The velvet envelope absorbed the inertia as it slowed Carialle's velocity down to about a third. Gradually, she dumped more speed as her course destination became more evident. The northern continent appeared over the rim of the planet. The ship was whisked over jungles and rivers and a network of small cities, all looming larger and larger as they dropped. Carialle focused in tightly on the terrain, judging by the angle of descent and speed where the invisible hand would eventually set them down. The datafile she'd gathered of Cridi geography during her spiral told her that ahead on the eastern edge was a broad, flat plain. Most likely the spaceport lay there.
Traveling at only a few thousand kilometers per hour Carialle had time to record more detail of the land below as well as speculate on the welcoming committee. Most definitely the Cridi held all the reins on access and communication. Keff was looking forward to airing his sign language and the smatterings he'd already picked up of cheeps and twitters. Carialle just hoped that she wouldn't have to face one of her worst fears: seeing parts of her original hull being used by humanity's newest allies as chip and dip trays.
The land dished upward into low, rounded, green-backed mountain ranges as a broad river valley spread out beneath her. Carialle's aesthetic sense was pleased by the cities she could see now in greater detail, integrated fully with the rainforests that covered most of the continent. Blue and bronze-metal skyscrapers poked up through clumps of trees that were like giant date palms. Tributaries that eventually led to the great river wound among residential areas, passing under innumerable small bridges. Much of the broad, green plains were uninhabited. Carialle guessed that the Cridi preferred to live in a jungle environment, and leave the open spaces to the ruminants. It was all unimaginably pretty.
"Brace yourselves!" Carialle announced, feeling the restraint around her tighten. Tall Eyebrow and his two companions buckled themselves into the second crash couch, their staring eyes grim as the ship seemed to skim right over the tops of the trees. Carialle widened the view out to give them an accurate picture of their descent. They were actually still hundreds of kilometers above the ground.
Now she could see a landing strip appearing in the extreme range of her sensors. The huge, open field was lined with rows of low buildings. Ragged heaps of undifferentiated junk, half-grown over with vegetation, lay at the edges of the field, but two nearly complete spacecraft stood proudly on the wide, green plain. Perfect miniatures, the graceful spires measured about a sixth of Carialle's height.

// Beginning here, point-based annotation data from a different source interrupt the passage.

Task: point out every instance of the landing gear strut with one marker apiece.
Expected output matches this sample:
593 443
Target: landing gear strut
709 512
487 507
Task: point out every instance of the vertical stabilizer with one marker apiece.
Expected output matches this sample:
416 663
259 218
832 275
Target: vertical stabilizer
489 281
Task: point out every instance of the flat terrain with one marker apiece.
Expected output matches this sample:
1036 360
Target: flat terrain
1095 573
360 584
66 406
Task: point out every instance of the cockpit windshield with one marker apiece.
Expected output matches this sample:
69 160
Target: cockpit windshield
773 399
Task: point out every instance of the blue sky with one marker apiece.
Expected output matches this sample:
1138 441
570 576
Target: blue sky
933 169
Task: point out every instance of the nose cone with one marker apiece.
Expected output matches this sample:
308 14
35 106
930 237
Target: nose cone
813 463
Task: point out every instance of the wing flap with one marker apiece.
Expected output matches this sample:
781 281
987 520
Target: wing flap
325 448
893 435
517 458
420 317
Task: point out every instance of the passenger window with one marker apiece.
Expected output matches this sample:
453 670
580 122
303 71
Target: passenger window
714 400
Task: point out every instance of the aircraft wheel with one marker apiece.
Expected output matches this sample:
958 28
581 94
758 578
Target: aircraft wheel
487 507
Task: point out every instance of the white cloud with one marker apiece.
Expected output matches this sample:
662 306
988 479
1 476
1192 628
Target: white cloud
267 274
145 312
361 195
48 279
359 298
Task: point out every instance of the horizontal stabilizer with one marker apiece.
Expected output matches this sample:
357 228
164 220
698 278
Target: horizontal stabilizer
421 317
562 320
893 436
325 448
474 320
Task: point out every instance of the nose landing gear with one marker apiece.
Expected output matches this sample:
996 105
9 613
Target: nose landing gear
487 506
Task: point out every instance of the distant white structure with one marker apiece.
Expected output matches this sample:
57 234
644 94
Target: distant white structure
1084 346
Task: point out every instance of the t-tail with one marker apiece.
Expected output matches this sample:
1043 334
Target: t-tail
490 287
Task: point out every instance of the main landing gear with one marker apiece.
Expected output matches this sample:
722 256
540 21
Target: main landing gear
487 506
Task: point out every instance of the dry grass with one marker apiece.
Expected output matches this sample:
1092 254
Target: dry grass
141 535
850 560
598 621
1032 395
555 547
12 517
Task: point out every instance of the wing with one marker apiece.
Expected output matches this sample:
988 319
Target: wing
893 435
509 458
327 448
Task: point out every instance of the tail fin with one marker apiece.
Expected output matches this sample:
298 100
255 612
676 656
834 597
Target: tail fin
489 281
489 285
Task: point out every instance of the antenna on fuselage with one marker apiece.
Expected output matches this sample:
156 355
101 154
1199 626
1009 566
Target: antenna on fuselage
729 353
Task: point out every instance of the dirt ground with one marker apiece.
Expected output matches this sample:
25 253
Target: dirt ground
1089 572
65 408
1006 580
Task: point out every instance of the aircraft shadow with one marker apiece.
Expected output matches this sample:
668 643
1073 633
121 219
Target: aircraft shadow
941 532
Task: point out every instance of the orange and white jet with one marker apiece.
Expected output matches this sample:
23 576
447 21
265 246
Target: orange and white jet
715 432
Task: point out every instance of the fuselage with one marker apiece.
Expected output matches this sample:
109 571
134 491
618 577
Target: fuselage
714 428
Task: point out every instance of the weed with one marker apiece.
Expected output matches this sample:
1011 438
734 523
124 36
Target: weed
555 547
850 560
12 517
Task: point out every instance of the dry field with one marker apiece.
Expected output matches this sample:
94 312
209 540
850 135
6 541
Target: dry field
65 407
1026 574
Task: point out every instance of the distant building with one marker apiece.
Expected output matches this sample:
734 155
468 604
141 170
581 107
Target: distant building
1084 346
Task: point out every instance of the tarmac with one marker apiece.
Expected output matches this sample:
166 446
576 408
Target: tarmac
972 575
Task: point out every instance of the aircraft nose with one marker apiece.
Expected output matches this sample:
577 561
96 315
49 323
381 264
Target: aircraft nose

"Not much current use," Keff commented. "I guess what Tall Eyebrow said about sparse government funding holds true even ten centuries later."

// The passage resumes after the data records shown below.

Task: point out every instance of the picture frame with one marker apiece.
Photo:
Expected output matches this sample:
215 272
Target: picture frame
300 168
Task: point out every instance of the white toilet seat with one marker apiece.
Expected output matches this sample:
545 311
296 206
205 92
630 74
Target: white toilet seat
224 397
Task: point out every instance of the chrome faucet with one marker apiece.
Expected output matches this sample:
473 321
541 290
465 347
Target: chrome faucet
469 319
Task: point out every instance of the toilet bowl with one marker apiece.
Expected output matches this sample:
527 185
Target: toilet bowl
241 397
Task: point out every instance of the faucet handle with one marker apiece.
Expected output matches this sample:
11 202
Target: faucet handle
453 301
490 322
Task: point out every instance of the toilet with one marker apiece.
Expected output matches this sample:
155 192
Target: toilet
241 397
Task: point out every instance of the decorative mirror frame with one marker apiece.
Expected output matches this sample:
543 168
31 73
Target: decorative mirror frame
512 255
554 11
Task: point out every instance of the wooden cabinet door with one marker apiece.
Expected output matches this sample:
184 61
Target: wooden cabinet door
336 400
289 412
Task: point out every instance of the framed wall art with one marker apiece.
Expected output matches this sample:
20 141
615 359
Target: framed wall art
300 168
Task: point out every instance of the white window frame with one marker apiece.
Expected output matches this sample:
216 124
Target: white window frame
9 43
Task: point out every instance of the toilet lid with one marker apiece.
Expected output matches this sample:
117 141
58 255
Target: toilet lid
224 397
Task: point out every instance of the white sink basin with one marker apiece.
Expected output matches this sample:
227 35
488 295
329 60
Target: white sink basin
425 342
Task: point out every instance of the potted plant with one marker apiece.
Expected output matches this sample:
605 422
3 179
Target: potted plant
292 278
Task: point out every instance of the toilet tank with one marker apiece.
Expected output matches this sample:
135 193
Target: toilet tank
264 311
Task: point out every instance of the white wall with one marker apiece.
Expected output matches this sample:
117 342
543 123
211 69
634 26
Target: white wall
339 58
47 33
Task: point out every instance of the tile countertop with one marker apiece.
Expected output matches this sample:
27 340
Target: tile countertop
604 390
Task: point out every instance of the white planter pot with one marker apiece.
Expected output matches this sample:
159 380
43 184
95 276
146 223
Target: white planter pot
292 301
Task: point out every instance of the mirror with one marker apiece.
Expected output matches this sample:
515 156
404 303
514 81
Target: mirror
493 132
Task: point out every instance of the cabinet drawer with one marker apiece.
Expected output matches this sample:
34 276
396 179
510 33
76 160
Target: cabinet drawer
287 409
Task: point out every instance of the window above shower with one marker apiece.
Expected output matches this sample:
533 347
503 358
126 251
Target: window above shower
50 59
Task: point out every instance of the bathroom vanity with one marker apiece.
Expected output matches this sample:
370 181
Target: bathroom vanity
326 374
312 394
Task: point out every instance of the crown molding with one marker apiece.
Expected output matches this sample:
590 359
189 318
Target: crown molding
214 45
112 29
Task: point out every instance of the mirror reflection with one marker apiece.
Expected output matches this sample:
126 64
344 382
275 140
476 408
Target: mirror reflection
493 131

Their speed lessened again, this time sharply. The passengers surged forward in their crash seats. Keff clutched the arms of his couch and ground his molars together. Forward propulsion was down to a few hundred kilometers per minute, then a few tens, then diminished entirely. Keff had an uncomfortable feeling of weightlessness for a moment.

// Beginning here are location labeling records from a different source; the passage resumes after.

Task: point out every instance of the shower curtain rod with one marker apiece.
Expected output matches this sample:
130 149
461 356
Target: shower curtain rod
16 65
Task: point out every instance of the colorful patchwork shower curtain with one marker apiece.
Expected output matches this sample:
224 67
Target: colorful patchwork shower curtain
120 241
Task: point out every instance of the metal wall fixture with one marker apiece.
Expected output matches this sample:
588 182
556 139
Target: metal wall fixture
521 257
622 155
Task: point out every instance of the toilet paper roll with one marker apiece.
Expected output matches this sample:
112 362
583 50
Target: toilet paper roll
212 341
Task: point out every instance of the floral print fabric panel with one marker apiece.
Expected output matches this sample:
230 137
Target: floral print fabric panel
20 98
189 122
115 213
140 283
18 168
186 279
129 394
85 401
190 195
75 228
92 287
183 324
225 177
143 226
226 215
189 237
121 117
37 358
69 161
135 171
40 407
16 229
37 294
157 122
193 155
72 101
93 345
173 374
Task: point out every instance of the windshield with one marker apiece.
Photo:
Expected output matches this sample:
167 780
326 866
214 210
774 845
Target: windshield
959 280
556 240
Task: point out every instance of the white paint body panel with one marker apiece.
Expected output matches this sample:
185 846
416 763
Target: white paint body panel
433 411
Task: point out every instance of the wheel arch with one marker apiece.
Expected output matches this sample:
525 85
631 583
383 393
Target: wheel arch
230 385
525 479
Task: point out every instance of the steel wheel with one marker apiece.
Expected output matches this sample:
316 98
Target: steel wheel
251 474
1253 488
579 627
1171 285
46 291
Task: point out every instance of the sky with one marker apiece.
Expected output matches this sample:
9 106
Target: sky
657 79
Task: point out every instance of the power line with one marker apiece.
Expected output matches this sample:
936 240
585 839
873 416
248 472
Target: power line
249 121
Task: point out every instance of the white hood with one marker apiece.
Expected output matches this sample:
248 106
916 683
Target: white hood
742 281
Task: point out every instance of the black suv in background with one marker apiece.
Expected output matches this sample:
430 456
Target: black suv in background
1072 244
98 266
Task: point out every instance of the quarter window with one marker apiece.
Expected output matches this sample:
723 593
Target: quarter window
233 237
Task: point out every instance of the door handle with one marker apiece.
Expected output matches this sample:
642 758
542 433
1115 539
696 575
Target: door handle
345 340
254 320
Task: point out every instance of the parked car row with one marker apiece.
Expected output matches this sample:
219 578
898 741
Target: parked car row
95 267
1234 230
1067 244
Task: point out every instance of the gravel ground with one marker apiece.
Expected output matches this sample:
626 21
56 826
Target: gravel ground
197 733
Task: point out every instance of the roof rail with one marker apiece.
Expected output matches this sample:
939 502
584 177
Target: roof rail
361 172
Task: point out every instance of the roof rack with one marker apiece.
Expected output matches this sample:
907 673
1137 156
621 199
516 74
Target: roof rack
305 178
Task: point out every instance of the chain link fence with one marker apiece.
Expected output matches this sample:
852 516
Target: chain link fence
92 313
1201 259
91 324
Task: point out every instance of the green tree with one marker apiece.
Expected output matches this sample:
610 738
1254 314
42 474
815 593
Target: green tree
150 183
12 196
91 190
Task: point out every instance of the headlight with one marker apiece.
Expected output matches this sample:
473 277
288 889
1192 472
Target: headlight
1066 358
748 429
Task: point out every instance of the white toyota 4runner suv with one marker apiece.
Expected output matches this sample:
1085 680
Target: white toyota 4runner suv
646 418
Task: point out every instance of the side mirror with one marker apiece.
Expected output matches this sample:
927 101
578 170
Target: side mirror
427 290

"I'm upending," Carialle said. And she began to drop. Keff felt his heart slide upward to his throat. He gulped. The frogs, lifted momentarily upward against their straps, exchanged nervous glances among themselves, but none made a sound. The ship fell like a stone.
"If they drop us now, we're scattered components," Carialle said. "I couldn't ignite to full burners in time to save us."
Groaning against the gravity-force upthrust, Keff huddled back in his impact couch against the thrust, his heart racing.
"The question of the day," Carialle said in Keff's ear, her voice sounding sharp with panic regardless of her calm choice of words. "Would a culture with a technology this advanced be reduced to performing manual salvage on a space-marooned hulk?"
"Doubt it," Keff gritted, trying to keep his stomach from forcing its way up his throat and out of his mouth. His heart was in the way, and they'd all come out at once. He tried to sound definite. "Hope not." He closed his eyes and clutched harder, his fingers denting the upholstery of his crash couch, hoping the chair wouldn't have to live up to its name.